Die neue Spielstätte des Theater der Keller, die Tanzfaktur, ist an rauem Charme kaum zu überbieten. Die fensterlose Halle mit unverputzten Wänden könnte deshalb für die Eröffnungspremiere „Gilgi|Keun – Eine von uns“ kaum passender sein. Regisseur Heinz Simon Keller konfrontiert die Autorin Irmgard Keun mit ihrer eigenen neusachlichen Romanfigur Gilgi aus den frühen 1930er Jahren. An einem Schreibtisch mit Wein, Zigaretten und Skripten sitzt die grandiose Renate Fuhrmann als alt gewordene Schriftstellerin. Sie kommentiert nicht nur ihre Romanfigur aus den 1920ern, sondern auch ihren eigenen Lebensweg. Amelie Barth als Gilgi dagegen zelebriert zwischen drei Vorhängen und verschnürten Objekten ihre pragmatische Ironie als Lebenskonzept: „Moderner Weltschmerz ist mir zum Brechen.“ Sie gibt die Figur nicht an eine rotzige Girlie-Naivität preis, sondern lässt sie zwischen Emanzipation, Aufsteigertum, Hedonismus und Vernunft changieren. Die Liebe zu dem älteren Martin (Matthias Lühn) bringt Gilgi dann allerdings erheblich ins Schlingern.

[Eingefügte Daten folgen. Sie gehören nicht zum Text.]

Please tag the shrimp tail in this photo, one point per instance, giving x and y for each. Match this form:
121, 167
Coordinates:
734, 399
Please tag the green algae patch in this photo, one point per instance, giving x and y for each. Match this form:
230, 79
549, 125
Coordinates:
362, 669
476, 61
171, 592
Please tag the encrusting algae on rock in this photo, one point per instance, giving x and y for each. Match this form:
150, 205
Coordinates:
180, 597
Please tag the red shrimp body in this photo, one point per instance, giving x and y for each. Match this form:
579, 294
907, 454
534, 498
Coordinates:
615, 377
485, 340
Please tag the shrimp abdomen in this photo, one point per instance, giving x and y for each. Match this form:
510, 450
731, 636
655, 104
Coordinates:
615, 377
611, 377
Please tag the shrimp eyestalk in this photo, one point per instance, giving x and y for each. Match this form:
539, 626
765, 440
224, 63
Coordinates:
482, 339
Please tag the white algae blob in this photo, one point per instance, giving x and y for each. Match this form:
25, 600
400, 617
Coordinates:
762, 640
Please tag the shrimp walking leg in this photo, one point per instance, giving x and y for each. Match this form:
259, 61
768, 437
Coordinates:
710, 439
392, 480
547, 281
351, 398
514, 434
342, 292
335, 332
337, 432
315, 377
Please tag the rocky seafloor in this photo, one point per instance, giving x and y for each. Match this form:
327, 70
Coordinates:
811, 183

Die Regie hält die Ebenen lange in dramaturgischer Balance, auch wenn Gilgi ihre Autorin nur selten mal kommentieren darf. Im letzten Drittel allerdings werden Keuns Kommentare zu ihrer Flucht aus Nazideutschland, zur miefigen Adenauerzeit, zu Männern und der eigenen Erfolglosigkeit immer sarkastischer, während Gilgi sich zwischen Selbstbestimmung und Liebe krakeelend aufreibt. Die Autorin hat die Figur Gilgis fast völlig dekonstruiert. Die Konfrontation von Roman und Biografie hinterlässt einiges Bauchgrimmen, trotzdem sehenswert.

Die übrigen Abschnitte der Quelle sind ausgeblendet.